Destacaron entre los grupos guerrilleros, los Tupamaros de Uruguay, los Montoneros de Argentina y el Mir en Chile, más otros grupos que operaban en Brasil, Bolivia, Colombia, Perú y Ecuador, quienes operaban libremente en toda américa. Asesinaron, secuestraron, organizaron guerrillas, ingresaron armas en forma clandestina, se infiltraron en la sociedad, para imponer sus ideas románticas venidas desde la URSS y de Cuba.

Han pasado más de tres décadas desde que los gobiernos militares, llamados a terminar el terrorismo, la guerrilla, la subversión y la internación de arma, entregaron el poder, en esos 30 años los únicos que han respondido ante los tribunales por supuestas violaciones a los DDHH, son las FF.AA. de centro y Sudamérica

Los terroristas nunca han dado cuenta ni pagado con cárcel por las atrocidades cometidas, como tampoco han pedido perdón a la sociedad, por el contrario se han mostrado muy orgullosos y desafiantes en la defensa de sus acciones, como es el caso de Teillier y el asesinato de la seguridad del Pdte. de la República. Los pocos presos han sido amnistiados o convenientemente fugados de cárceles al alta seguridad.

Los museos de la memoria han reescrito en forma miserable, artera y pérfida, los sucesos que realmente ocurrieron, cuando en toda la américa morena se demandaba acción militar para dar término al caos y a la destrucción de las naciones.

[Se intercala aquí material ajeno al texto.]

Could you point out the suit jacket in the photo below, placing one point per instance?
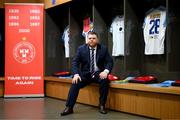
(81, 61)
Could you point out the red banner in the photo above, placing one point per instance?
(24, 63)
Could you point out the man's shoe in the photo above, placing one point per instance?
(66, 111)
(102, 109)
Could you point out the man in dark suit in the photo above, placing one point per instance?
(91, 64)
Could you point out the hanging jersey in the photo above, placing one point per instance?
(154, 31)
(117, 30)
(65, 37)
(87, 26)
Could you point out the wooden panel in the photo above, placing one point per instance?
(57, 90)
(49, 4)
(1, 89)
(123, 100)
(148, 104)
(170, 107)
(88, 95)
(148, 88)
(1, 86)
(24, 1)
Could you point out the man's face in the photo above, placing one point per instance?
(92, 40)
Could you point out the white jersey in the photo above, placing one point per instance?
(65, 37)
(154, 31)
(117, 30)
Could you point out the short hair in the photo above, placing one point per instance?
(93, 33)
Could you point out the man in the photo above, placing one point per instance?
(92, 63)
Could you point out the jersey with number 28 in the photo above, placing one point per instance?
(154, 31)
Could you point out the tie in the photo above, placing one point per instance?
(92, 68)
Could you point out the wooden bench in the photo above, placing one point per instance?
(140, 99)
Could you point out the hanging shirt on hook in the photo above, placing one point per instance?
(154, 28)
(87, 26)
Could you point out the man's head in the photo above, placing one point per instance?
(92, 39)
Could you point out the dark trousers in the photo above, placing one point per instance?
(74, 90)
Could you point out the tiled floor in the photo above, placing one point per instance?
(49, 108)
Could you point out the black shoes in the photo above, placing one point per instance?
(102, 109)
(69, 110)
(66, 111)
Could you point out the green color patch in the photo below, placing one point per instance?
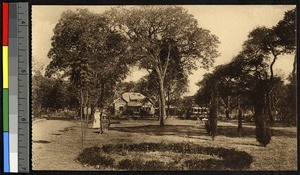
(5, 110)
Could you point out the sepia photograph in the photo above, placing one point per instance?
(164, 87)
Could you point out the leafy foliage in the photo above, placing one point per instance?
(230, 158)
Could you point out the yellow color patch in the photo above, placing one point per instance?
(5, 66)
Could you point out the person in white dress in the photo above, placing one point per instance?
(96, 123)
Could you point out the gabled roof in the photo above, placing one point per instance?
(132, 96)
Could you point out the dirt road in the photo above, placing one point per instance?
(52, 148)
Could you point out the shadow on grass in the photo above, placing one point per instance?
(187, 130)
(40, 141)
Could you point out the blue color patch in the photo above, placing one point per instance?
(6, 151)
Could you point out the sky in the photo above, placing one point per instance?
(230, 23)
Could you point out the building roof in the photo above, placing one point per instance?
(134, 104)
(134, 99)
(132, 96)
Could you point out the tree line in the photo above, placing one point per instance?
(248, 81)
(94, 52)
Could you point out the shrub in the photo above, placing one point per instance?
(154, 165)
(263, 132)
(230, 158)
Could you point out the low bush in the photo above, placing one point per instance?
(229, 159)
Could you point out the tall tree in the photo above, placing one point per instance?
(91, 54)
(148, 28)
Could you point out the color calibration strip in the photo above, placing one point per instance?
(5, 30)
(13, 86)
(15, 56)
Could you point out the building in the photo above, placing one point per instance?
(133, 103)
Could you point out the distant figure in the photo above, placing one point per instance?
(96, 123)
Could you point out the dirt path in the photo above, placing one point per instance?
(56, 143)
(52, 149)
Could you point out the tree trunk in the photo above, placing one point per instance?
(101, 107)
(240, 126)
(162, 102)
(263, 132)
(213, 114)
(168, 108)
(227, 113)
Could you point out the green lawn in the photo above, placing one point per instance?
(280, 154)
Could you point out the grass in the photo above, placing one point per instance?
(220, 158)
(280, 154)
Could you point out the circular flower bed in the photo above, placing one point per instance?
(118, 157)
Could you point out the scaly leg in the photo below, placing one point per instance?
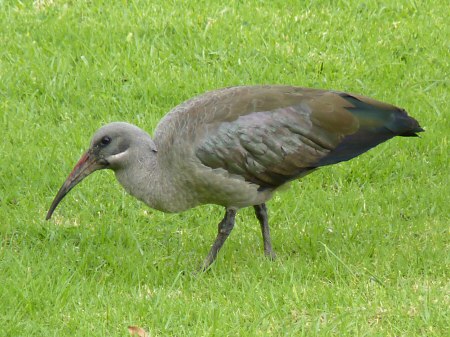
(225, 227)
(261, 214)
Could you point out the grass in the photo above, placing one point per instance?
(362, 246)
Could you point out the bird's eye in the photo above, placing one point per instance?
(105, 140)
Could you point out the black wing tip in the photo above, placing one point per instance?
(412, 133)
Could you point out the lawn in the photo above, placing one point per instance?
(363, 246)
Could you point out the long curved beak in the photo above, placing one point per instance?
(87, 164)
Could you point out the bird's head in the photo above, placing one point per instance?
(110, 148)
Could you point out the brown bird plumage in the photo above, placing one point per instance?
(235, 146)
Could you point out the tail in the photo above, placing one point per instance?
(378, 122)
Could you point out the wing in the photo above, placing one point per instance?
(270, 135)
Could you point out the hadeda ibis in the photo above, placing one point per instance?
(236, 146)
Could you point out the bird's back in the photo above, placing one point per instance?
(264, 136)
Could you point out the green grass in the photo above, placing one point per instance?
(363, 247)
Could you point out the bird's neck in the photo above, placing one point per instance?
(148, 181)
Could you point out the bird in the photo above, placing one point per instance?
(236, 146)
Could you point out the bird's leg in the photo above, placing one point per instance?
(261, 214)
(225, 227)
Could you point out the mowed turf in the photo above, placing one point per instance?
(363, 246)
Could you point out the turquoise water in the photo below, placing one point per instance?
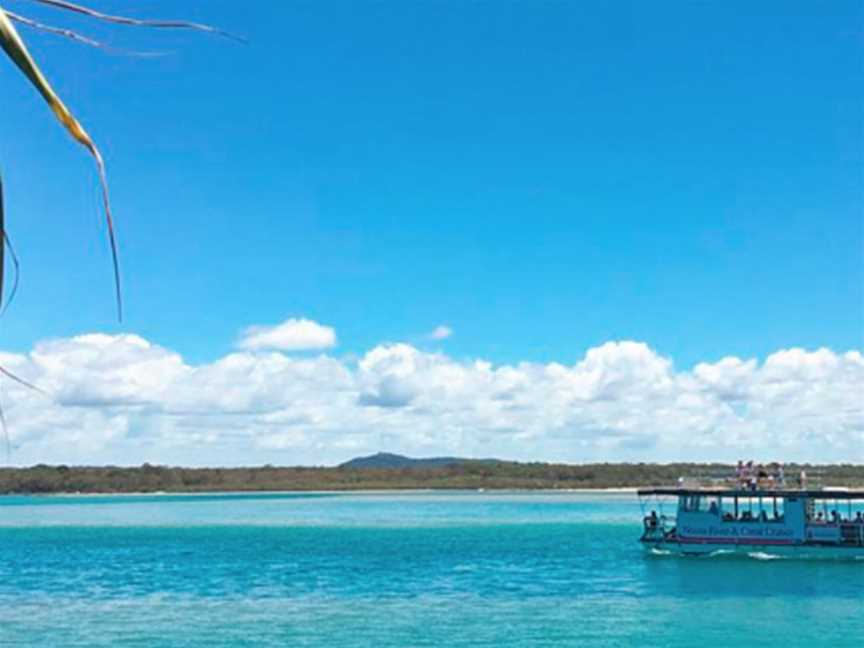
(466, 569)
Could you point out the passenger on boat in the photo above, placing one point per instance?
(652, 520)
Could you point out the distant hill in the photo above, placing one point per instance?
(384, 460)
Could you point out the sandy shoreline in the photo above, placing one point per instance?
(370, 491)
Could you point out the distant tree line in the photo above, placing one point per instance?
(43, 479)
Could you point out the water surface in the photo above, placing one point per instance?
(397, 569)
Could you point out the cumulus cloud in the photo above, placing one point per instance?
(123, 399)
(290, 335)
(441, 332)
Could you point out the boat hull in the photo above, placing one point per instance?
(767, 550)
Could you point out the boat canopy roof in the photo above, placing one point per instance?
(827, 493)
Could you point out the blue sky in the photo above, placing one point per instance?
(541, 177)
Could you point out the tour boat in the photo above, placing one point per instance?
(807, 523)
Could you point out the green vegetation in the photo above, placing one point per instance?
(44, 479)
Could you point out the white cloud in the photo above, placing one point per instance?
(441, 332)
(290, 335)
(123, 399)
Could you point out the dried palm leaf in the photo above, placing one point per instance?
(15, 48)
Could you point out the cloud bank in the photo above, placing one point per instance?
(122, 399)
(290, 335)
(441, 332)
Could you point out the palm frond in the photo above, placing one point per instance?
(15, 48)
(136, 22)
(73, 35)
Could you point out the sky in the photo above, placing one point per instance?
(559, 231)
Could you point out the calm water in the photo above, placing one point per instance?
(392, 570)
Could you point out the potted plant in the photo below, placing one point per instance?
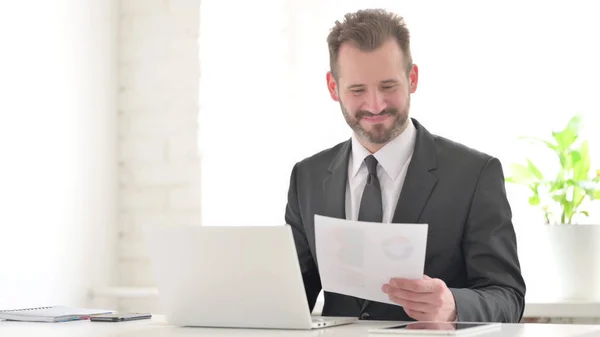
(565, 199)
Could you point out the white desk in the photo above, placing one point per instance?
(157, 327)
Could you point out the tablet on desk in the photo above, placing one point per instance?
(438, 328)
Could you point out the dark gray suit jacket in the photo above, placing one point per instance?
(459, 192)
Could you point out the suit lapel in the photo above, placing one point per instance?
(334, 184)
(419, 181)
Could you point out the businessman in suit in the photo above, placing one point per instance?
(393, 170)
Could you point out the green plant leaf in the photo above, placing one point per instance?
(581, 167)
(534, 200)
(534, 170)
(569, 134)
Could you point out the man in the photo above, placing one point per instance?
(393, 170)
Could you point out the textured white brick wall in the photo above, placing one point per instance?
(159, 171)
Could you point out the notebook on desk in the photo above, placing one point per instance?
(50, 314)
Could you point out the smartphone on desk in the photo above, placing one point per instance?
(119, 317)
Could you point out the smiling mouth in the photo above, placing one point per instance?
(376, 118)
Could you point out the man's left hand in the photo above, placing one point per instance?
(426, 299)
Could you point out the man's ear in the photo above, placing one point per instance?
(332, 87)
(413, 77)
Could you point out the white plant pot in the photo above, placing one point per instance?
(575, 257)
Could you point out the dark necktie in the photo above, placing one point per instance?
(370, 204)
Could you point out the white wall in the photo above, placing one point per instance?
(57, 145)
(159, 163)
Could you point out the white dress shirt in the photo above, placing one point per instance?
(393, 160)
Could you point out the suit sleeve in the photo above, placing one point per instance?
(293, 217)
(496, 289)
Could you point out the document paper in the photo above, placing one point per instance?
(357, 258)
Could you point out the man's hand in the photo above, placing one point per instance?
(423, 300)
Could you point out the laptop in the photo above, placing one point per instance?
(231, 277)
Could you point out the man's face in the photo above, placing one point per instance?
(373, 90)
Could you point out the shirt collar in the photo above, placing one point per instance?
(392, 156)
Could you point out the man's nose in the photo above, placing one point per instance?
(376, 102)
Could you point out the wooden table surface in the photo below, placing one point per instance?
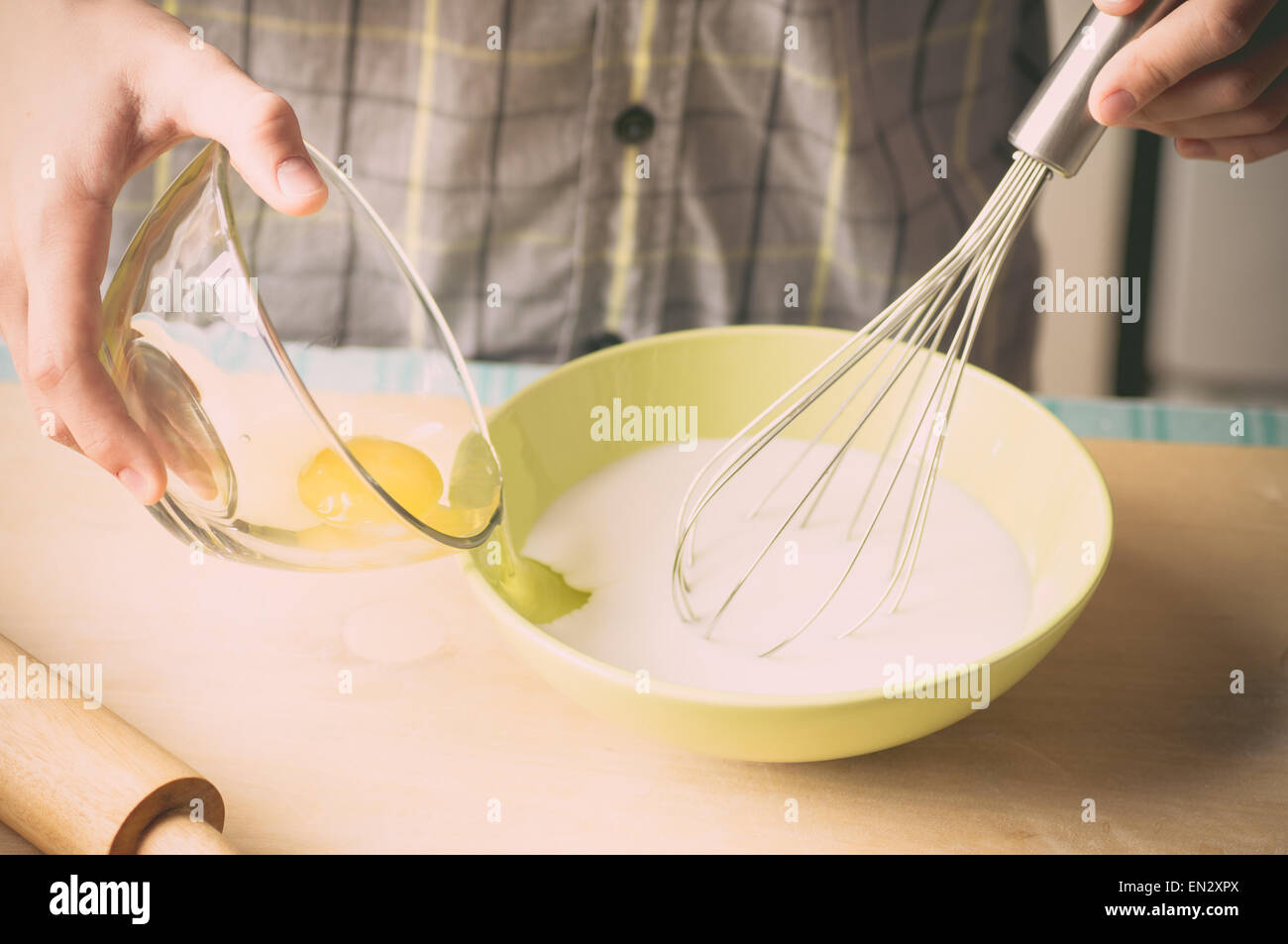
(235, 669)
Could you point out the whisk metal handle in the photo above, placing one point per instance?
(1056, 127)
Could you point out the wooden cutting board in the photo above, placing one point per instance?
(236, 670)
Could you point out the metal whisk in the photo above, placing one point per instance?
(1055, 133)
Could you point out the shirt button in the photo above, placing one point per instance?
(634, 125)
(604, 339)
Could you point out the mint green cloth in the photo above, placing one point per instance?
(1107, 419)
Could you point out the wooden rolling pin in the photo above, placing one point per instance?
(78, 780)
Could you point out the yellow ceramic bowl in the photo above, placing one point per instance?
(1005, 450)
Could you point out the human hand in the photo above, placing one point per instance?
(1211, 75)
(102, 88)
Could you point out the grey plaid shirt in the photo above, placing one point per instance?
(789, 143)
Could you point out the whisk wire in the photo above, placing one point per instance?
(913, 325)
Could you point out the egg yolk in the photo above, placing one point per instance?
(334, 491)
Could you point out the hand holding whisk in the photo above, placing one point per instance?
(910, 408)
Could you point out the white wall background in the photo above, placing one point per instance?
(1219, 317)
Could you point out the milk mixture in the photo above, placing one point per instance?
(613, 535)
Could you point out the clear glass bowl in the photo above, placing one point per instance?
(344, 433)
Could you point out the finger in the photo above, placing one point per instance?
(63, 245)
(1193, 35)
(1260, 117)
(13, 326)
(215, 99)
(1229, 85)
(1250, 149)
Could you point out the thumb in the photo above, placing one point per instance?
(218, 101)
(1119, 8)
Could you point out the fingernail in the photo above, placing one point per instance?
(297, 178)
(1117, 106)
(134, 481)
(1194, 147)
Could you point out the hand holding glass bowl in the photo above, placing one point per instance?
(344, 436)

El Mir y el socialismo chileno querían para nuestro país un paraíso socialista, al estilo de la Isla-cárcel de Cuba.

Lo que convenía a los propósitos de la izquierda progresista, marxistoide y socialista, era un continente con al menos tres o cuatro Vietnam, la dictadura marxista fue impedida gracias a los movimientos militares en América, el tema no se agotó con los gobiernos democráticos, llegó otra forma de lacra social, la corrupción y el populismo.

En Chile empezaron los procesos junto con el acceso de Aylwin al poder y fueron creciendo en la medida que se fue transformando en un negocio que fomento votos hacia la izquierda gobernante y que aún continúan.

La justicia ha resuelto sucesivamente con parcialidad :”TODOS SON CULPABLES”, como autores, cómplices, por asociación ilícita, encubrimiento, secuestro permanente:

¿Que dicen los abogados penalistas?

¿Que dice el colegio de abogados?

¿Puede un poder del estado tener tendencia ideológica?

¿Porqué hay diferencias judiciales?

¿Porqué los militares no tienen garantías?

¿Porqué los gobiernos desde 1990 hasta la fecha coinciden en ser indiferentes con sus responsabilidades políticas?

¿Porqué la prensa, radio y televisión no investiga las atrocidades que se cometen legalmente contra los militares?

¿Es realmente toda la prensa de izquierda?

¿Porqué no hay igualdad ante la ley?

¿Tenemos sociedad sensible?

La sociedad es indiferente, está inerte y endurecida por la política y mira con frialdad los sufrimientos de quienes cumplieron órdenes y conscientes de que su deber era recuperar a Chile de las garras ideológicas, en septiembre Chile estaba al borde de la guerra civil.

La carta que se envía desde Colina 1, va destinada a los chilenos, jueces y políticos, donde relatan la agonía en el penal de un preso político que falleció en la celda 43 a los 87 años, murió como un judío en cautiverio en campo de concentración. ¿Que dice el Ministro Larraín y el Presidente de la República con esta aberración inhumana?

Suboficial Leonidas Bustos San Juan, descansa en paz.